In the wake of the spill, the legislature passed a bill that would regulate thousands of above-ground tanks across the state.
What a difference a year makes.
At the behest of the oil, natural gas and chemical industries, our elected representatives, including Senator Charles Trump and Senator Craig Blair, have introduced legislation (SB 423/HB 2574) that would exempt thousands of tanks from the above ground tank law — leaving only 90 tanks still subject to the safety law.
According to an analysis by Downstream Strategies and the West Virginia Rivers Coalition, “only 90 tanks would still be regulated should these bills become law — this represents just 0.2% of the tanks that are currently regulated.”
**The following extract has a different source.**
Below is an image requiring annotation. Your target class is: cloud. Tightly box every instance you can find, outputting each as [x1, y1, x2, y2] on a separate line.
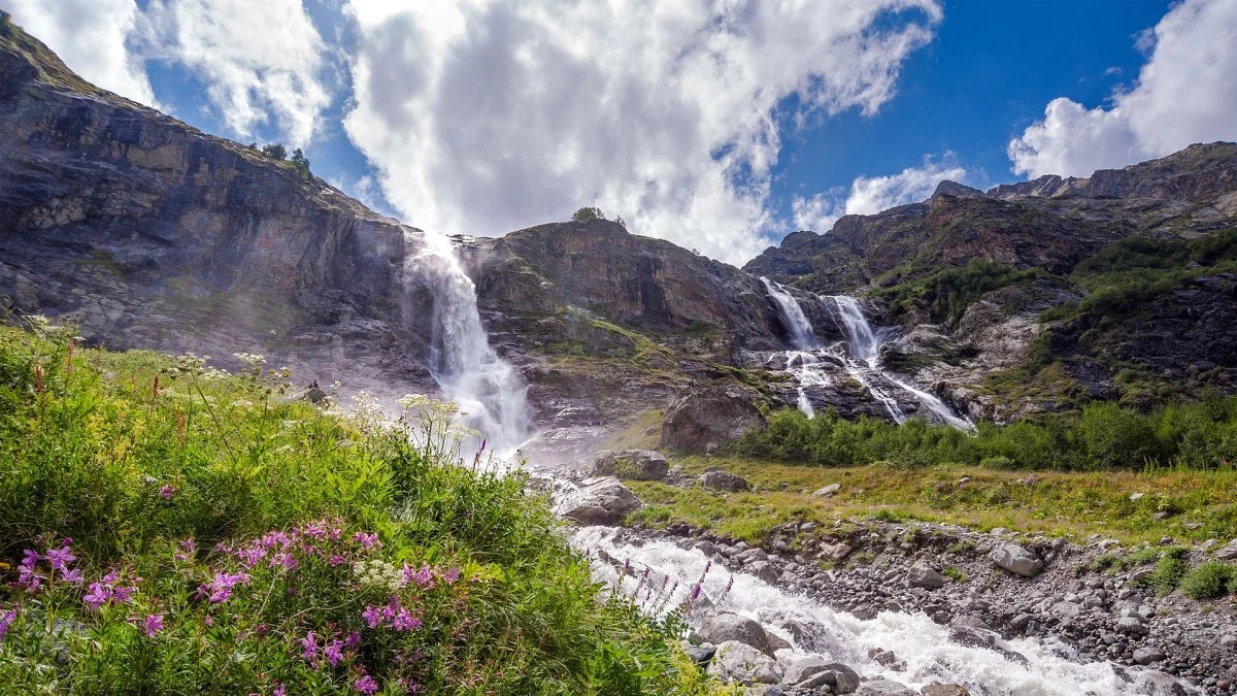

According to the analysis, the legislation would drastically reduce the number of tanks subject to the Aboveground Storage Tank Act by exempting tanks outside of zones of critical concern, tanks that store 10,000 gallons or less, tanks associated with the oil and gas industry, tanks certified to be operated and maintained in accordance with American Petroleum Institute or Steel Tank Institute standards, a groundwater protection plan, or a spill prevention, control, and countermeasures program.
“The bill is an extreme gutting of the protections the legislature passed unanimously last year,” said Angie Rosser of the West Virginia Rivers Coalition. “It makes us question if anything was learned at all from the water crisis, as this essentially returns us to where we were with under-regulated above-ground storage tanks threatening our water.”